La candidatura di Lorenzoni nasce dalla suggestione lanciata dal segretario nazionale Luca Zingaretti di aprire il partito al civismo: erano i giorni del boom delle sardine, dell’imminente vittoria in Emilia Romagna di Stefano Bonaccini e del Covid nessuno si immaginava l’arrivo. In ogni caso, a mesi di distanza, chi ha spinto per questa candidatura continua a difenderla. «Lorenzoni era la scelta migliore che potessimo fare in epoca pre-Covid per la sua caratterizzazione civica e apertura verso l’esterno - dice Martella - poi c’è stata la pandemia.

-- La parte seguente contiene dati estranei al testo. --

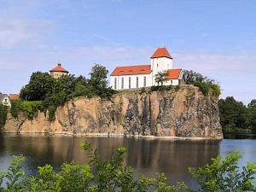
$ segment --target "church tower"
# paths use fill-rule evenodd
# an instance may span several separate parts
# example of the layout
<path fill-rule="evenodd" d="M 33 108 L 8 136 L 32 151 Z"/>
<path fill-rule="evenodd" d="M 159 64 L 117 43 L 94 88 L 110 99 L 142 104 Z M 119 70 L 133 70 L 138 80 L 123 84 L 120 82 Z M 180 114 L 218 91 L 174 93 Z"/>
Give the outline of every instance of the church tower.
<path fill-rule="evenodd" d="M 158 48 L 150 57 L 153 79 L 159 72 L 172 69 L 172 57 L 166 48 Z"/>
<path fill-rule="evenodd" d="M 58 66 L 49 71 L 50 76 L 55 79 L 60 78 L 61 75 L 67 75 L 68 72 L 61 67 L 61 63 L 59 61 Z"/>

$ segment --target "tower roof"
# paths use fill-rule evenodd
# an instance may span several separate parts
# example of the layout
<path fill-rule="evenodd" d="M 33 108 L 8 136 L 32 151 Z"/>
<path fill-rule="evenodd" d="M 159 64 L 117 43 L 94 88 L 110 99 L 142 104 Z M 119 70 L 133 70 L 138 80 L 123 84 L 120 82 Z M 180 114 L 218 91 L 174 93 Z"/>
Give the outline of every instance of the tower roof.
<path fill-rule="evenodd" d="M 180 73 L 182 72 L 181 68 L 169 69 L 167 79 L 178 79 Z"/>
<path fill-rule="evenodd" d="M 172 59 L 168 50 L 165 47 L 158 48 L 150 58 L 152 59 L 152 58 L 159 58 L 159 57 L 167 57 Z"/>
<path fill-rule="evenodd" d="M 68 71 L 67 71 L 65 68 L 63 68 L 61 67 L 61 63 L 59 61 L 58 62 L 58 66 L 55 68 L 53 68 L 52 70 L 49 70 L 49 72 L 66 72 L 68 73 Z"/>

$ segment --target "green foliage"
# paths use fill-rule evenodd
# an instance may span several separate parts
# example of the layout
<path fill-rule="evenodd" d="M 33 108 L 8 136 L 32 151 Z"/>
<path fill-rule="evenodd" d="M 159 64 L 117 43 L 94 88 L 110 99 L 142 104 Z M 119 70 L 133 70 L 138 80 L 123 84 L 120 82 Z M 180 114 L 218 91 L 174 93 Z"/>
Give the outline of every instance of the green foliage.
<path fill-rule="evenodd" d="M 201 91 L 202 91 L 204 95 L 208 94 L 210 90 L 210 86 L 208 84 L 200 81 L 195 81 L 194 85 L 199 87 L 199 89 L 201 90 Z"/>
<path fill-rule="evenodd" d="M 7 119 L 8 108 L 0 102 L 0 130 L 4 126 Z"/>
<path fill-rule="evenodd" d="M 252 108 L 247 108 L 241 102 L 236 102 L 233 96 L 220 99 L 218 105 L 220 125 L 224 131 L 236 132 L 238 129 L 247 130 L 254 127 L 256 113 L 253 113 Z"/>
<path fill-rule="evenodd" d="M 18 191 L 23 188 L 22 183 L 18 182 L 19 178 L 25 177 L 24 172 L 20 172 L 21 168 L 21 162 L 24 161 L 25 157 L 22 155 L 14 156 L 14 160 L 10 161 L 9 171 L 0 172 L 0 186 L 3 183 L 3 178 L 7 178 L 7 188 L 0 188 L 0 191 Z"/>
<path fill-rule="evenodd" d="M 42 108 L 40 102 L 26 102 L 21 105 L 21 110 L 29 119 L 32 119 L 38 114 L 38 110 Z"/>
<path fill-rule="evenodd" d="M 35 108 L 38 110 L 49 110 L 49 119 L 55 120 L 55 112 L 59 106 L 66 102 L 79 96 L 92 97 L 98 96 L 110 98 L 117 91 L 108 87 L 108 73 L 105 67 L 95 64 L 89 73 L 90 79 L 83 76 L 61 75 L 59 79 L 52 78 L 48 73 L 36 72 L 30 78 L 28 84 L 20 90 L 21 101 L 42 101 L 41 105 L 33 103 L 22 103 L 20 101 L 13 101 L 11 108 L 13 117 L 18 117 L 18 111 L 24 111 L 29 119 L 36 115 Z"/>
<path fill-rule="evenodd" d="M 179 89 L 180 89 L 180 85 L 179 84 L 177 84 L 177 85 L 175 86 L 175 91 L 178 91 Z"/>
<path fill-rule="evenodd" d="M 143 87 L 143 88 L 141 89 L 140 94 L 143 94 L 143 93 L 145 93 L 145 92 L 146 92 L 146 89 L 145 89 L 145 87 Z"/>
<path fill-rule="evenodd" d="M 204 95 L 207 95 L 209 91 L 212 92 L 213 96 L 218 96 L 221 94 L 219 84 L 207 76 L 203 76 L 193 70 L 184 70 L 183 77 L 187 84 L 194 84 L 199 87 Z"/>
<path fill-rule="evenodd" d="M 218 84 L 209 84 L 210 88 L 209 90 L 212 91 L 213 96 L 220 96 L 221 94 L 221 89 Z"/>
<path fill-rule="evenodd" d="M 162 86 L 164 82 L 167 82 L 169 80 L 166 79 L 166 77 L 168 75 L 169 75 L 169 73 L 166 70 L 157 73 L 157 74 L 155 74 L 155 76 L 154 76 L 154 81 L 155 81 L 155 83 L 157 83 L 157 85 L 159 85 L 159 84 L 160 84 Z"/>
<path fill-rule="evenodd" d="M 205 79 L 205 77 L 193 70 L 184 70 L 183 77 L 186 82 L 186 84 L 193 84 L 195 81 L 202 82 Z"/>
<path fill-rule="evenodd" d="M 20 90 L 20 96 L 25 101 L 43 101 L 46 95 L 48 73 L 35 72 L 30 77 L 29 84 Z"/>
<path fill-rule="evenodd" d="M 1 187 L 0 191 L 32 191 L 32 192 L 113 192 L 113 191 L 154 191 L 154 192 L 192 192 L 184 183 L 167 186 L 164 173 L 156 173 L 157 177 L 134 178 L 132 167 L 124 166 L 126 149 L 119 148 L 113 155 L 105 161 L 101 160 L 97 150 L 94 150 L 87 142 L 81 143 L 81 148 L 87 152 L 90 160 L 89 164 L 78 165 L 73 161 L 64 163 L 61 171 L 55 172 L 50 165 L 38 167 L 38 176 L 20 181 L 25 176 L 20 172 L 24 157 L 14 157 L 9 172 L 0 172 L 0 186 L 3 179 L 7 178 L 6 188 Z M 256 163 L 247 163 L 240 169 L 237 166 L 241 158 L 241 153 L 234 152 L 228 154 L 222 161 L 218 156 L 212 159 L 211 165 L 202 167 L 189 168 L 189 173 L 195 177 L 201 192 L 225 191 L 255 191 L 253 185 L 256 173 Z M 91 171 L 93 170 L 93 171 Z"/>
<path fill-rule="evenodd" d="M 54 105 L 50 105 L 48 107 L 48 112 L 49 112 L 49 120 L 55 120 L 55 111 L 56 107 Z"/>
<path fill-rule="evenodd" d="M 236 151 L 228 154 L 223 161 L 218 156 L 212 159 L 212 164 L 198 169 L 189 167 L 189 172 L 201 186 L 199 191 L 255 191 L 256 187 L 252 182 L 256 164 L 247 163 L 239 172 L 237 163 L 241 158 L 241 153 Z"/>
<path fill-rule="evenodd" d="M 20 99 L 11 100 L 11 108 L 9 112 L 15 118 L 18 117 L 19 111 L 23 111 L 29 119 L 32 119 L 38 114 L 38 111 L 43 111 L 44 106 L 41 102 L 24 102 Z"/>
<path fill-rule="evenodd" d="M 11 99 L 11 108 L 9 109 L 9 113 L 11 113 L 14 118 L 18 117 L 18 113 L 20 110 L 22 110 L 22 102 L 20 99 Z"/>

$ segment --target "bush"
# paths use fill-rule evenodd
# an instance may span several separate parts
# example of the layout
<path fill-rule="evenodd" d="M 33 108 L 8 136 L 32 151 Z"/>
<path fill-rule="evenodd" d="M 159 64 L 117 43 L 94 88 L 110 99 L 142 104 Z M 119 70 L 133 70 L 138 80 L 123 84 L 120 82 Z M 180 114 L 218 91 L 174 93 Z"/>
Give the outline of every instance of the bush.
<path fill-rule="evenodd" d="M 177 85 L 175 86 L 175 91 L 178 91 L 179 89 L 180 89 L 180 85 L 179 84 L 177 84 Z"/>
<path fill-rule="evenodd" d="M 212 92 L 213 96 L 220 96 L 221 90 L 218 84 L 210 84 L 210 90 Z"/>
<path fill-rule="evenodd" d="M 0 191 L 193 191 L 184 183 L 167 186 L 164 173 L 156 173 L 156 177 L 142 175 L 140 179 L 135 179 L 132 167 L 123 165 L 125 148 L 118 148 L 105 161 L 87 142 L 81 143 L 81 148 L 87 152 L 90 159 L 89 164 L 64 163 L 60 172 L 55 172 L 50 165 L 39 166 L 38 177 L 24 181 L 20 181 L 20 177 L 25 176 L 20 172 L 24 157 L 15 157 L 9 171 L 0 172 L 0 187 L 3 179 L 7 179 L 6 189 L 1 187 Z M 224 160 L 218 156 L 212 160 L 211 165 L 198 169 L 189 167 L 189 173 L 199 184 L 198 191 L 256 191 L 256 187 L 253 185 L 256 163 L 247 163 L 241 170 L 237 166 L 241 158 L 241 153 L 236 151 L 229 154 Z"/>
<path fill-rule="evenodd" d="M 8 108 L 0 102 L 0 131 L 4 126 L 7 119 Z M 1 131 L 0 131 L 1 132 Z"/>
<path fill-rule="evenodd" d="M 141 89 L 141 94 L 145 93 L 145 92 L 146 92 L 146 89 L 145 89 L 145 87 L 143 87 Z"/>
<path fill-rule="evenodd" d="M 197 86 L 204 95 L 207 95 L 210 90 L 210 85 L 204 82 L 195 81 L 194 85 Z"/>

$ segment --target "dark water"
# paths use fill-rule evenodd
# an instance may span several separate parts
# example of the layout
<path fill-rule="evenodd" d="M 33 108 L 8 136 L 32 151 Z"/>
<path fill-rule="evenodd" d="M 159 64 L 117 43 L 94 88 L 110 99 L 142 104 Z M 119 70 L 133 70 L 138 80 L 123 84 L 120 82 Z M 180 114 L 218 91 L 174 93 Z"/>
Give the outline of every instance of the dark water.
<path fill-rule="evenodd" d="M 73 137 L 67 136 L 44 137 L 41 135 L 5 135 L 0 137 L 0 171 L 7 170 L 13 155 L 23 154 L 26 160 L 24 170 L 27 176 L 37 175 L 37 167 L 50 164 L 55 171 L 63 162 L 87 163 L 86 153 L 80 149 L 81 142 L 87 141 L 98 148 L 103 160 L 109 159 L 116 148 L 125 147 L 125 164 L 133 166 L 136 177 L 142 174 L 154 177 L 155 172 L 165 172 L 168 184 L 184 181 L 196 189 L 195 181 L 188 173 L 188 167 L 199 167 L 211 162 L 218 154 L 224 157 L 230 152 L 241 151 L 247 161 L 256 161 L 256 135 L 241 139 L 222 141 L 190 141 L 167 139 L 143 139 L 124 137 Z"/>

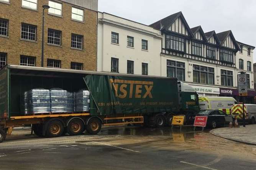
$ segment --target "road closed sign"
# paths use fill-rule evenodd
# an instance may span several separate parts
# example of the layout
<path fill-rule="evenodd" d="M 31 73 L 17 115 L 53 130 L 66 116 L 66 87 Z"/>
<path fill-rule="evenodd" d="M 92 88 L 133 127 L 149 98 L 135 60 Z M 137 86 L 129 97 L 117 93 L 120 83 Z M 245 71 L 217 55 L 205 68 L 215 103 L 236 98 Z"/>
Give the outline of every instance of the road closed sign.
<path fill-rule="evenodd" d="M 174 116 L 172 121 L 172 125 L 181 125 L 184 124 L 184 116 Z"/>
<path fill-rule="evenodd" d="M 207 118 L 207 116 L 196 116 L 194 122 L 194 126 L 205 127 Z"/>

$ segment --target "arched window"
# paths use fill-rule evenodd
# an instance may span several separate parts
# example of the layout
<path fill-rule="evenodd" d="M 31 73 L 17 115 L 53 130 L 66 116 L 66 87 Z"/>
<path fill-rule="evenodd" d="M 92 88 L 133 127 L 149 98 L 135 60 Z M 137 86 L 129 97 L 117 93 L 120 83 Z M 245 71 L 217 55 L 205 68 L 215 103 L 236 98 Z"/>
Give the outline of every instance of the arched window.
<path fill-rule="evenodd" d="M 239 69 L 244 69 L 244 60 L 243 59 L 239 59 Z"/>
<path fill-rule="evenodd" d="M 247 71 L 251 71 L 251 63 L 247 62 Z"/>

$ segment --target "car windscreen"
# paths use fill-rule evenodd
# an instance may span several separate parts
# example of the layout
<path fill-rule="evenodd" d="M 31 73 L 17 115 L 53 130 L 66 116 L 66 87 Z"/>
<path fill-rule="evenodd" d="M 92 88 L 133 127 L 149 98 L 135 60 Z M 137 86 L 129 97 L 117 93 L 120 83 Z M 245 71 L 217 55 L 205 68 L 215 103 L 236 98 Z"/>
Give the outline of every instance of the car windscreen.
<path fill-rule="evenodd" d="M 201 110 L 197 114 L 201 115 L 208 115 L 212 111 L 212 110 Z"/>

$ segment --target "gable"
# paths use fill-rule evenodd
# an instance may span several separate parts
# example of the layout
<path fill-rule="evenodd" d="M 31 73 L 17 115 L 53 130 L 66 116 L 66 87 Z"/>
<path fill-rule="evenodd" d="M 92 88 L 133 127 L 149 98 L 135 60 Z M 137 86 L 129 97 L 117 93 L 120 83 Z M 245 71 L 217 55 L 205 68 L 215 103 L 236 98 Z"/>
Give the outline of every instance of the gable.
<path fill-rule="evenodd" d="M 214 36 L 212 36 L 208 40 L 208 42 L 210 43 L 216 45 L 217 44 L 216 40 L 214 38 Z"/>
<path fill-rule="evenodd" d="M 200 31 L 197 31 L 195 34 L 195 38 L 200 40 L 203 40 L 203 36 L 201 34 Z"/>
<path fill-rule="evenodd" d="M 230 34 L 227 37 L 226 39 L 222 43 L 222 46 L 232 49 L 236 49 L 235 44 L 230 36 Z"/>
<path fill-rule="evenodd" d="M 185 26 L 181 17 L 178 18 L 169 27 L 168 30 L 189 36 L 189 32 Z"/>

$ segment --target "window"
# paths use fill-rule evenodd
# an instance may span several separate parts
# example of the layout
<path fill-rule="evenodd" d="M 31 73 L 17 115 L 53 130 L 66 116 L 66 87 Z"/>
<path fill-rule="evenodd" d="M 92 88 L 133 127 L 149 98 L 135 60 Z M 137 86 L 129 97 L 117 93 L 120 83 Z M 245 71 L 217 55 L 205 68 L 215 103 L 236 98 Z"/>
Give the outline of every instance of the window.
<path fill-rule="evenodd" d="M 61 31 L 54 29 L 48 30 L 48 43 L 52 44 L 61 45 Z"/>
<path fill-rule="evenodd" d="M 22 6 L 37 10 L 37 0 L 22 0 Z"/>
<path fill-rule="evenodd" d="M 62 15 L 62 4 L 61 3 L 53 1 L 49 1 L 49 5 L 50 8 L 48 10 L 48 12 L 51 14 L 61 16 Z"/>
<path fill-rule="evenodd" d="M 35 66 L 36 57 L 33 57 L 20 56 L 20 65 L 21 66 Z"/>
<path fill-rule="evenodd" d="M 231 71 L 220 70 L 222 86 L 233 86 L 233 72 Z"/>
<path fill-rule="evenodd" d="M 83 63 L 71 62 L 71 69 L 82 70 L 83 69 Z"/>
<path fill-rule="evenodd" d="M 61 60 L 48 59 L 47 67 L 61 68 Z"/>
<path fill-rule="evenodd" d="M 184 39 L 179 37 L 166 35 L 166 48 L 184 52 Z"/>
<path fill-rule="evenodd" d="M 202 44 L 192 42 L 192 54 L 202 56 Z"/>
<path fill-rule="evenodd" d="M 7 36 L 8 31 L 8 21 L 6 19 L 0 19 L 0 35 Z"/>
<path fill-rule="evenodd" d="M 226 50 L 220 50 L 220 60 L 222 62 L 233 63 L 233 52 Z"/>
<path fill-rule="evenodd" d="M 0 69 L 6 65 L 6 53 L 0 53 Z"/>
<path fill-rule="evenodd" d="M 119 59 L 115 58 L 111 58 L 111 72 L 118 72 Z"/>
<path fill-rule="evenodd" d="M 133 61 L 127 60 L 127 74 L 133 74 Z"/>
<path fill-rule="evenodd" d="M 247 62 L 247 71 L 251 71 L 251 62 Z"/>
<path fill-rule="evenodd" d="M 132 37 L 127 36 L 127 46 L 133 47 L 134 47 L 134 39 Z"/>
<path fill-rule="evenodd" d="M 141 40 L 141 49 L 148 50 L 148 41 L 147 40 Z"/>
<path fill-rule="evenodd" d="M 71 35 L 71 47 L 83 49 L 83 36 L 72 34 Z"/>
<path fill-rule="evenodd" d="M 148 75 L 148 63 L 142 63 L 142 75 Z"/>
<path fill-rule="evenodd" d="M 167 60 L 167 77 L 185 81 L 185 63 Z"/>
<path fill-rule="evenodd" d="M 193 65 L 194 83 L 214 84 L 214 68 Z"/>
<path fill-rule="evenodd" d="M 240 45 L 240 52 L 241 53 L 243 53 L 243 45 Z"/>
<path fill-rule="evenodd" d="M 239 59 L 239 69 L 242 70 L 244 69 L 244 60 L 243 59 Z"/>
<path fill-rule="evenodd" d="M 247 79 L 247 88 L 248 89 L 250 88 L 250 74 L 246 74 L 246 78 Z"/>
<path fill-rule="evenodd" d="M 119 34 L 112 32 L 111 32 L 111 42 L 115 44 L 119 44 Z"/>
<path fill-rule="evenodd" d="M 215 47 L 207 46 L 206 47 L 206 57 L 212 59 L 216 58 Z"/>
<path fill-rule="evenodd" d="M 36 41 L 36 27 L 26 24 L 21 24 L 22 39 Z"/>
<path fill-rule="evenodd" d="M 248 52 L 247 52 L 247 55 L 251 55 L 251 49 L 250 48 L 248 48 Z"/>
<path fill-rule="evenodd" d="M 72 7 L 72 13 L 71 18 L 73 19 L 84 21 L 84 10 L 74 7 Z"/>

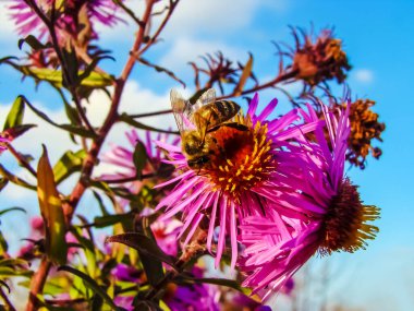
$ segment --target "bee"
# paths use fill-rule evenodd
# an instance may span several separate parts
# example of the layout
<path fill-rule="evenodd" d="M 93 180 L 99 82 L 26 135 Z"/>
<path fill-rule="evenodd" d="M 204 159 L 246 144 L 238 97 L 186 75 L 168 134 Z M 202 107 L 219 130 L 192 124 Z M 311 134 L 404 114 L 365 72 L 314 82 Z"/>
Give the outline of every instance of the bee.
<path fill-rule="evenodd" d="M 238 130 L 245 130 L 245 125 L 228 122 L 240 111 L 240 106 L 231 100 L 216 101 L 216 91 L 207 89 L 192 105 L 175 89 L 170 93 L 172 112 L 179 128 L 182 151 L 191 168 L 202 169 L 212 155 L 210 145 L 214 139 L 209 133 L 227 125 Z"/>

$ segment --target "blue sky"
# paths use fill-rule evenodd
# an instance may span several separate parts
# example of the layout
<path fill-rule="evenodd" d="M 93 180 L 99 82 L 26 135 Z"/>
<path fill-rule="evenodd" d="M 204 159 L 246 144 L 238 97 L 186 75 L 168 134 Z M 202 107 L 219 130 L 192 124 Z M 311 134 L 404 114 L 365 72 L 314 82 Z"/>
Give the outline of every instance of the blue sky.
<path fill-rule="evenodd" d="M 146 56 L 174 69 L 183 77 L 190 77 L 192 72 L 186 61 L 195 60 L 203 51 L 214 52 L 220 49 L 242 61 L 247 59 L 247 51 L 253 51 L 256 73 L 266 79 L 277 69 L 275 48 L 270 41 L 292 43 L 288 25 L 308 28 L 313 24 L 316 31 L 334 26 L 353 65 L 349 80 L 353 94 L 377 101 L 375 111 L 386 122 L 387 130 L 383 133 L 385 142 L 380 145 L 383 151 L 380 160 L 370 158 L 364 171 L 353 168 L 348 172 L 361 186 L 363 200 L 381 207 L 381 219 L 377 222 L 380 234 L 366 251 L 338 254 L 328 260 L 330 266 L 343 271 L 338 282 L 336 275 L 332 275 L 328 290 L 329 301 L 340 301 L 364 310 L 413 310 L 414 137 L 411 128 L 414 116 L 414 1 L 197 1 L 197 4 L 194 4 L 194 0 L 182 1 L 176 16 L 167 28 L 165 41 Z M 5 28 L 0 34 L 0 57 L 3 57 L 16 50 L 16 35 L 12 33 L 12 25 L 5 14 L 0 16 L 0 21 Z M 117 58 L 117 62 L 106 61 L 104 67 L 119 73 L 127 57 L 133 31 L 122 26 L 122 32 L 104 31 L 101 37 L 102 45 L 114 50 L 113 56 Z M 132 80 L 134 82 L 127 87 L 124 107 L 138 111 L 154 110 L 157 105 L 160 109 L 168 107 L 168 91 L 178 86 L 168 77 L 142 67 L 134 71 Z M 60 118 L 62 107 L 58 97 L 42 85 L 38 92 L 29 91 L 32 86 L 29 81 L 21 84 L 17 74 L 0 67 L 0 112 L 4 113 L 5 106 L 17 94 L 24 93 Z M 190 84 L 188 87 L 193 86 Z M 266 101 L 275 93 L 267 91 L 260 96 Z M 104 100 L 102 95 L 94 99 Z M 139 105 L 137 103 L 145 100 L 151 104 L 150 107 L 136 107 Z M 99 105 L 90 108 L 92 115 L 101 115 L 100 111 L 105 108 Z M 288 107 L 285 100 L 281 100 L 280 105 Z M 155 124 L 160 121 L 151 120 Z M 166 122 L 172 124 L 171 120 Z M 119 132 L 122 130 L 121 128 Z M 45 131 L 47 130 L 38 132 L 39 141 L 50 144 L 58 142 L 52 134 L 45 135 Z M 120 137 L 122 139 L 121 134 L 114 133 L 109 141 Z M 22 139 L 19 146 L 38 154 L 40 144 L 27 145 L 33 139 Z M 57 156 L 58 152 L 54 157 Z M 11 163 L 7 156 L 1 162 Z M 0 206 L 16 205 L 16 195 L 20 194 L 8 196 L 7 192 L 2 192 Z M 23 204 L 28 204 L 29 198 L 24 196 Z M 88 202 L 85 200 L 84 204 Z M 31 206 L 31 214 L 36 208 Z M 8 219 L 2 219 L 2 230 L 4 227 L 12 228 L 8 225 Z M 318 264 L 320 263 L 315 265 Z"/>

L’esito in Veneto è netto ed indiscutibile, un dato (la vittoria di Zaia, ndr) che assumerà rilevanza nazionale, la sua lista triplica la Lega: la campagna elettorale è stata caratterizzata dal coronavirus». Con il presidente del Veneto sotto i riflettori e lo sfidante, negli ultimi quindici giorni, positivo al virus. «Nella nostra regione il problema è antico - aggiunge Martella serve un progetto di lungo periodo per farci trovare maggiormente strutturati». Detto questo, «non dimentichiamoci che oggi il Partito democratico è il primo partito in Italia». Come dire, di fronte alla sconfitta del Veneto, su cui in casa dem si nutrivano poche speranze, non resta che gioire del risultato nazionale.